Jestem w dobrym humorze mam nadmiar energii i są przypuszczenia, że ADHD też xD
Akra jeszcze nie wróciła. Wiec skąd ta radość? No właśnie sama nie wiem. Może to dla tego, że wolne się zbliża.
Wynikiem mojego ADHD była pokaźna ilość zdjęć peti blythe. Oszalałam do reszty... Po prostu tęsknię za falbankami, kwiatuszkami i takimi pierdółkami.
Odziałam blythe w falbanki i beztrosko wybiegłam na dwór.
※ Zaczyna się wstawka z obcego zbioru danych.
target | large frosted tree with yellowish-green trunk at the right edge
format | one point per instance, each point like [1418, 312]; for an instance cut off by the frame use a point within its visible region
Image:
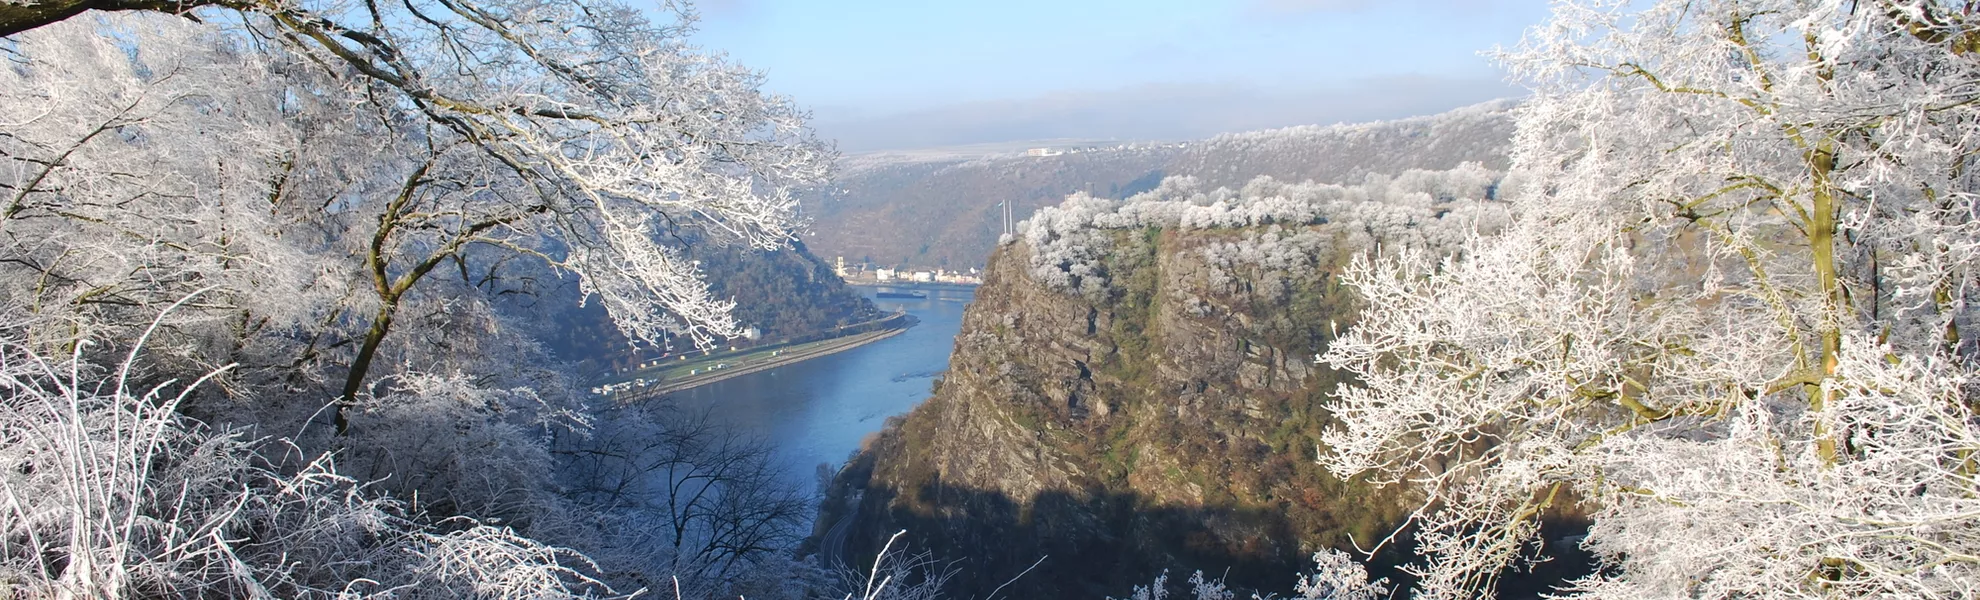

Mój beztroski spacer nie trwał niestety długo, ponieważ zaraz przypałętał się mój pies, który miał wyraźną chęć skosztować stopę lalki xD
Z 30 zdjęć udało mi się wybrać 6:
Czary - mary...
Akra na pewno nie będzie zadowolona, że ktoś podjadał jej galaretkę w proszku
Był jeszcze jeden kwiatek tylko wiatr go zwiał...
Kocham ogródek mojej cioci, mogła bym z niego nie wychodzić <3
Tu właściwie nie wiem co miałam na myśli. Czy kwiatki? Czy może lalkę?
A tu mój kochany uzurpator :3
Wiem zdjęcie Hektora trochę rozmazane, ale nie mogłam go uchwycić, bo tak zasuwał po całym podwórku.
Zdjęcia robione wczoraj dzisiaj pada... i jest zimno.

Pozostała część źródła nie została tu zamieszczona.